Sedangkan prinsip persamaan dan kemitraan dalam berkeluarga dipandang
sebagai sebuah kondisi dimana suami dan istri memiliki kesamaan hak dan kewajiban
yang terwujud dalam kesempatan, kedudukan , peranan yang dilandasi oleh sikap dan

perilaku saling bantu membantu, dan saling mengisi disemua bidang kehidupan .

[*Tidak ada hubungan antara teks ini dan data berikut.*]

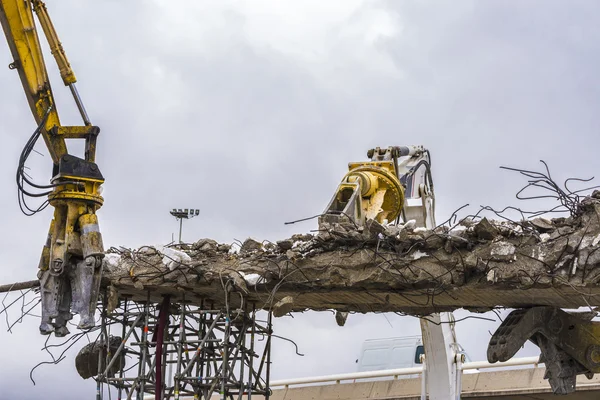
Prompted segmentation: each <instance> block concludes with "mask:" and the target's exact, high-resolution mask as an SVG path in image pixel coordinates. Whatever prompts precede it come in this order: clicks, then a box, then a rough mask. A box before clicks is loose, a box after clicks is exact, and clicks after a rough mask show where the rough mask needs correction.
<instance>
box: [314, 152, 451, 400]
mask: <svg viewBox="0 0 600 400" xmlns="http://www.w3.org/2000/svg"><path fill="white" fill-rule="evenodd" d="M367 157H369V158H370V160H369V161H364V162H353V163H350V164H349V165H348V169H349V171H348V173H347V174H346V175H345V176H344V178H342V182H341V183H340V184H339V186H338V189H337V190H336V192H335V194H334V195H333V198H332V199H331V201H330V202H329V205H328V206H327V208H326V210H325V212H324V213H323V214H322V215H321V216H320V217H319V230H328V229H329V228H330V227H331V226H332V225H335V224H341V225H346V226H348V227H352V226H353V227H355V228H356V227H358V228H361V227H363V228H364V227H365V226H366V225H367V224H369V223H371V222H370V221H376V222H377V223H379V224H383V225H386V224H396V225H398V224H400V223H403V224H412V223H414V226H416V227H423V228H427V229H434V228H435V215H434V213H435V199H434V193H433V179H432V176H431V158H430V154H429V151H428V150H426V149H425V148H424V147H423V146H394V147H388V148H387V149H385V148H379V147H377V148H375V149H371V150H369V151H368V152H367ZM411 221H413V222H411ZM336 318H337V315H336ZM421 332H422V336H423V345H424V349H425V355H426V363H427V368H426V371H427V372H426V374H427V376H428V377H429V378H427V379H426V382H427V384H426V388H425V390H426V391H427V392H428V395H429V397H428V398H429V399H431V400H442V399H444V400H445V399H450V398H451V399H458V398H460V387H461V385H460V378H461V376H460V374H461V372H460V368H459V367H458V365H459V363H460V362H461V360H462V355H461V354H459V353H460V352H459V348H458V344H457V341H456V335H455V332H454V317H453V315H452V313H442V314H433V315H430V316H428V317H427V318H423V319H421Z"/></svg>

Prinsip-prinsip diatas bertujuan untuk menciptakan hubungan yang harmonis,
berkeadilan dan mewujudan kemitrasejajaran yang merupakan tanggung jawab
bersama suami dan istri.
Kesimpulan
Fenomena poligami, yang marak diperbincangkan saat ini hendaknya dimaknai
secara lebih dewasa dan komprehensif, dan janganlah terjebak pada suatu penafsiran
terhadap teks-teks Al-Qur’an dengan cara yang sempit dan tekstual semata. Namun
haruslah ditafsirkan dengan menggunakan akal, logika, dan secara kontektual sehingga
dapat dimaknai sesuai dengan Asbabul Nuzul yang diinginkan oleh Allah Swt.
Wanita, sebagai salah satu ciptaan Allah Swt, pastinya diciptakan dengan tujuan
tertentu, yang pasti mulia dan penting bagi kehidupan dan keseimbangan kosmos dan
kosmik di alam semesta ini. Hendaknya juga mereka dihormati sesuai dengan kodrat
dan perannya baik dalam lingkup privat/keluarga maupun lingkup publik/masyarakat.